Alexander McQueen's biographer believes he should never have joined Gucci.
In December 2000, 51 per cent of the designer's eponymous label was acquired by the Gucci Group, where he remained Creative Director but Andrew Wilson, writer of 'Alexander McQueen: Blood Beneath the Skin' believes, in hindsight, it was a mistake for McQueen, who committed suicide in 2010.
He told WWD: "It's really difficult to rewrite somebody else's life, but perhaps he should never have joined Gucci or sold his company to Gucci. After that, he sort of talked about being in a 'gilded prison.'
"As the amount of money increased, the amount of drug use increased and the amount of paranoia. But suicides never, never are simple. I don't want to give a glib answer to this. [In his family], there's horror, murder and Gothicism that go way back."
However, Wilson believes there were many other factors at play in McQueen's tragic life.

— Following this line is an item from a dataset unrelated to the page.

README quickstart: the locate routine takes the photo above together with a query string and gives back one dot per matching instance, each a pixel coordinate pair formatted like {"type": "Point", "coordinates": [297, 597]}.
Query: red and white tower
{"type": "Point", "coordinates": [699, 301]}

He said: "There's no one thing that would have saved him. He lived an intense, extreme life. Whether or not he knew it, he certainly lived his life as if he had to do everything - such as making a collection in two days - as if he would have to enjoy the normal span of an 80-year life within half that span.
"Toward the end of his life, he was saying goodbye to people. [Onetime colleague] Sebastian Pons talked to him and he said, 'I've designed my last collection,' and said that he might kill himself in front of the fashion press at one of his shows. Many people who knew him are still grieving, and will do so for many, many years to come."